The Commissioner said she did not mislead the Public Accounts Committee yesterday.

Image: Sam Boal

GARDA COMMISSIONER NÓIRÍN O’Sullivan has said that a criminal investigation into the actions of senior gardaí at Templemore is possible.

She said that financial irregularities were legacy issues but could form the basis of a serious investigation into what happened at the Garda College.

She added that the matters dated back 30 years and that she only became aware of them in 2015.

The financial irregularities include a fund that was used for gifts and entertainment, rent collected for a site that should have been paid to the Office of Public Works and the transfer of money to the Garda Boat Club.

Assistant Commissioner John O’Driscoll will now examine a report conducted by the force’s head of audit, Niall Kelly, and will make recommendations including whether or not an official criminal probe into activities of senior gardaí at Templemore should begin.

The Commissioner said:

I have an Assistant Commissioner examining the report to see if there are any issues from civil, criminal or administrative law perspectives arising from it.

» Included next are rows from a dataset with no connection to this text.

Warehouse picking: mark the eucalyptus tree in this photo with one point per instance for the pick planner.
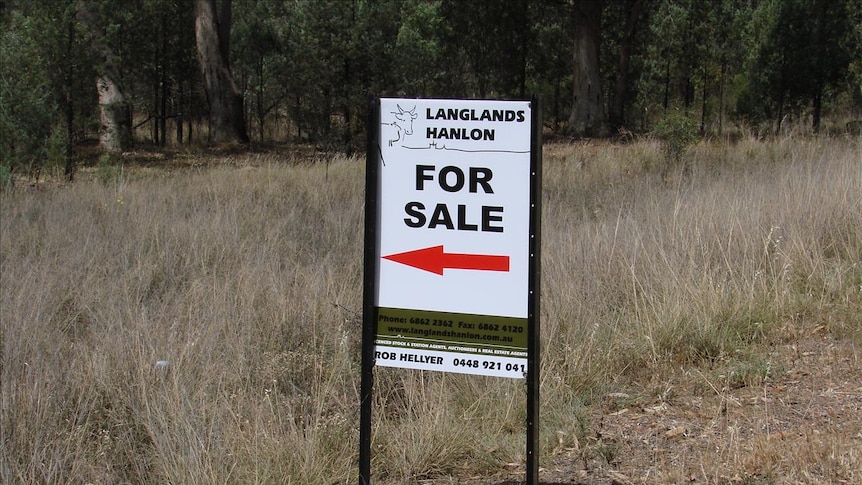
(212, 35)
(115, 131)
(588, 117)
(805, 56)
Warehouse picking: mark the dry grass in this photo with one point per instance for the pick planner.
(247, 281)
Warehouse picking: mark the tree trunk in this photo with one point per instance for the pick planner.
(588, 110)
(115, 130)
(227, 124)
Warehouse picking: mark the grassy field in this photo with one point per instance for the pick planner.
(200, 323)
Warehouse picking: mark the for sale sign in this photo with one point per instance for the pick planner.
(454, 189)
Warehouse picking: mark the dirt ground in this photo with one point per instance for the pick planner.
(801, 423)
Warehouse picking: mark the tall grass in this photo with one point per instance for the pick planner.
(247, 282)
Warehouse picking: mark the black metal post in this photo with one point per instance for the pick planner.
(368, 297)
(533, 360)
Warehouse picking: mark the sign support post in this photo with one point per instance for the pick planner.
(368, 294)
(452, 247)
(533, 312)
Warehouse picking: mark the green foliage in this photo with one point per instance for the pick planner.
(26, 105)
(677, 133)
(307, 68)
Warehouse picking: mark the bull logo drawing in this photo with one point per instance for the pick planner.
(402, 126)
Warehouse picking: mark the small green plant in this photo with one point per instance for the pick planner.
(677, 133)
(6, 180)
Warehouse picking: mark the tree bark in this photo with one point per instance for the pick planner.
(227, 124)
(588, 117)
(115, 129)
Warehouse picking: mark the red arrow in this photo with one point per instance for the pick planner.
(434, 260)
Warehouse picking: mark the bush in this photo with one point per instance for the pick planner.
(677, 133)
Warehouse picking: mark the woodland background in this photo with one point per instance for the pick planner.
(160, 72)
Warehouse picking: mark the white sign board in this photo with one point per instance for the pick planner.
(453, 235)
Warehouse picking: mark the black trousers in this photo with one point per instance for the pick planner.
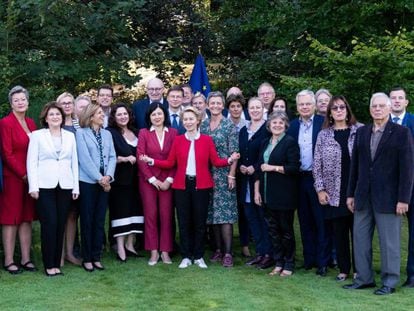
(52, 209)
(192, 207)
(282, 235)
(342, 232)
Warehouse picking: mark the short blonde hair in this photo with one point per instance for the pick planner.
(88, 112)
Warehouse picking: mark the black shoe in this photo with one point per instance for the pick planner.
(358, 286)
(98, 267)
(322, 271)
(86, 268)
(120, 259)
(409, 283)
(266, 263)
(254, 261)
(384, 290)
(131, 253)
(14, 272)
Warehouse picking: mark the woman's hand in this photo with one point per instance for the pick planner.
(146, 159)
(323, 197)
(34, 194)
(231, 181)
(257, 198)
(266, 167)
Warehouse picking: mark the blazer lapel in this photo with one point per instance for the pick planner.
(383, 142)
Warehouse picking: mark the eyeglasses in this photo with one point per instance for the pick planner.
(154, 89)
(336, 108)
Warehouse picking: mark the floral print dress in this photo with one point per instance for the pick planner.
(222, 208)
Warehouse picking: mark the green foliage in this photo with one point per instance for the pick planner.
(350, 47)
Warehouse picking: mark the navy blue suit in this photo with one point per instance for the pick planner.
(315, 242)
(140, 109)
(408, 121)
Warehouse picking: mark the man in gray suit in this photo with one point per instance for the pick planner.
(379, 191)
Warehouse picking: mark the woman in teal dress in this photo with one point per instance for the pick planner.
(222, 212)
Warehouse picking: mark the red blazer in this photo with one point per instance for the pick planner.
(14, 145)
(148, 144)
(205, 153)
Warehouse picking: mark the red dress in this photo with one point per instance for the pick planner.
(16, 205)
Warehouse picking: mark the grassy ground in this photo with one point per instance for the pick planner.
(136, 286)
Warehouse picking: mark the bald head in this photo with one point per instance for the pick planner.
(155, 89)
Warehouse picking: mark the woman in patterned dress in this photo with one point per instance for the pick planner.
(222, 212)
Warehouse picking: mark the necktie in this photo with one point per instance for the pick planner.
(175, 123)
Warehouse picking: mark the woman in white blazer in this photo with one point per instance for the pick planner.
(52, 171)
(97, 161)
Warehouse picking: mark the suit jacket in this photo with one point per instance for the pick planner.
(46, 168)
(125, 172)
(294, 126)
(89, 157)
(249, 155)
(281, 189)
(148, 144)
(388, 178)
(140, 109)
(14, 143)
(205, 153)
(408, 121)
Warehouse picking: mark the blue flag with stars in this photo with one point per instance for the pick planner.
(199, 78)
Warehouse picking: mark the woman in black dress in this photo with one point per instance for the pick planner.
(124, 203)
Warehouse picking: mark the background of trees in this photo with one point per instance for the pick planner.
(350, 47)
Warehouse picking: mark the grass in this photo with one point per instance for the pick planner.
(136, 286)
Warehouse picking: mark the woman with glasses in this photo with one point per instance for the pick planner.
(331, 164)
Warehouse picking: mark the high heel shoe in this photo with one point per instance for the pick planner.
(86, 268)
(120, 259)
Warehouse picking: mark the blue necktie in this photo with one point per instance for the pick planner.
(175, 123)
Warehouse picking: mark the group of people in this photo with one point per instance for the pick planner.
(215, 161)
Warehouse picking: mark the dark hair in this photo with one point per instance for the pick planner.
(329, 121)
(45, 111)
(106, 87)
(175, 88)
(112, 121)
(235, 98)
(152, 107)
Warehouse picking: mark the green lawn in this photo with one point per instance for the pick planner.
(136, 286)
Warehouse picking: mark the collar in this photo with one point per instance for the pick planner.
(152, 129)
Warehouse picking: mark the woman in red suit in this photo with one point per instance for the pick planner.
(192, 154)
(154, 183)
(16, 205)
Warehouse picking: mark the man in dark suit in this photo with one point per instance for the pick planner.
(379, 191)
(175, 97)
(305, 130)
(155, 90)
(400, 115)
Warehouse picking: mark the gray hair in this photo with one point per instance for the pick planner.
(322, 91)
(380, 94)
(277, 115)
(305, 93)
(18, 89)
(216, 94)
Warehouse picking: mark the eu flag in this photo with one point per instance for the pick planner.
(199, 78)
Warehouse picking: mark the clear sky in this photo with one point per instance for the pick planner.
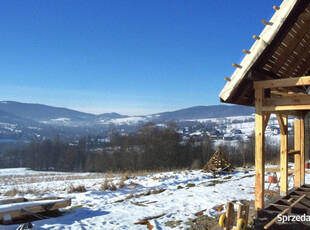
(128, 56)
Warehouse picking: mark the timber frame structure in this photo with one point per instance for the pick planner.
(274, 77)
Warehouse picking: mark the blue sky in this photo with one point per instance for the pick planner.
(132, 57)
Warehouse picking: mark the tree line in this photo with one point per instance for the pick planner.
(152, 148)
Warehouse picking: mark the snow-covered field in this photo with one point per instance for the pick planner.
(178, 195)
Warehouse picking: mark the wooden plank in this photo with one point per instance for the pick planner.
(270, 108)
(295, 100)
(284, 212)
(13, 200)
(266, 119)
(287, 82)
(283, 121)
(259, 151)
(229, 215)
(36, 208)
(293, 152)
(297, 156)
(290, 113)
(302, 151)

He will make recommendations and they will be fully addressed.

O’Sullivan also stressed that “under no circumstances” did she mislead a Dáil committee yesterday.

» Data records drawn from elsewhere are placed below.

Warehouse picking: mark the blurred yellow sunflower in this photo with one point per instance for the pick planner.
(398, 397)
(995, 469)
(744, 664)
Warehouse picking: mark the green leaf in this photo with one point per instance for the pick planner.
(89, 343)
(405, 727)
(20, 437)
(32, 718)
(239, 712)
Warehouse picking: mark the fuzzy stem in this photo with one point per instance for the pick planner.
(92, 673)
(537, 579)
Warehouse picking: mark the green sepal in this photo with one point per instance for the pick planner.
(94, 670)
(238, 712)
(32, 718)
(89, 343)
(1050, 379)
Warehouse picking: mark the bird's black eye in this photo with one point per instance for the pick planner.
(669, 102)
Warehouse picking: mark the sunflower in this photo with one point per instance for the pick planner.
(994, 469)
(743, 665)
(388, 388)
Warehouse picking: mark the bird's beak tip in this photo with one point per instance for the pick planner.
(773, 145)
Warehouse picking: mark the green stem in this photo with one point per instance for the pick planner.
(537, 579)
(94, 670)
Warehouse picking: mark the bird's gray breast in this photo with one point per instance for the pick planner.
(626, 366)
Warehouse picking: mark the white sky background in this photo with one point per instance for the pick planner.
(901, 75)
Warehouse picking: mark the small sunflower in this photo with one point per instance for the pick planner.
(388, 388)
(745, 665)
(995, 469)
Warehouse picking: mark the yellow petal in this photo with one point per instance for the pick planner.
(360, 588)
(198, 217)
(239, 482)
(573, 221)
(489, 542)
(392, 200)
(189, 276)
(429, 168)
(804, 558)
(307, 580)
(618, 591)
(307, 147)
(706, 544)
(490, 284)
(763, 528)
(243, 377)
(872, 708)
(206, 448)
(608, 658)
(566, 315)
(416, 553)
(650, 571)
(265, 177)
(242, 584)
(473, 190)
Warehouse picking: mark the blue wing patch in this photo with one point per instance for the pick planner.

Sinn Féín’s deputy leader Mary Lou McDonald claimed the Commissioner’s contributions to the Public Accounts Committee (PAC) yesterday were full of “discrepancies, evasion and delay”.

O’Sullivan said today:

We will find out what happened and who knew about it. We have to make sure there are standards in place.

comish Commissioner at the Public Accounts Committee yesterday.

In the more than five-hour hearing yesterday, the Commissioner told politicians that she first became aware of the extent of the issues when she received a report with recommendations from her head of legal affairs on 28 July 2015.

An odd exchange between O’Sullivan and director of Garda HR John Barrett then developed over the length of time the Commissioner had spent with Barrett discussing the money issues.

She told the PAC:

Prior to that, on 27 July there was a very brief conversation in a room after meeting in Templemore in which Mr Barrett raised issues around work he was doing.

“The meeting was over two hours – it’s in the minutes,” Barrett interjected.

He had become aware of audits from 2008 and 2010 that identified accounting irregularities, and flagged them with his chief administrative officer. He had then compiled a report bringing the contents of these two audits together.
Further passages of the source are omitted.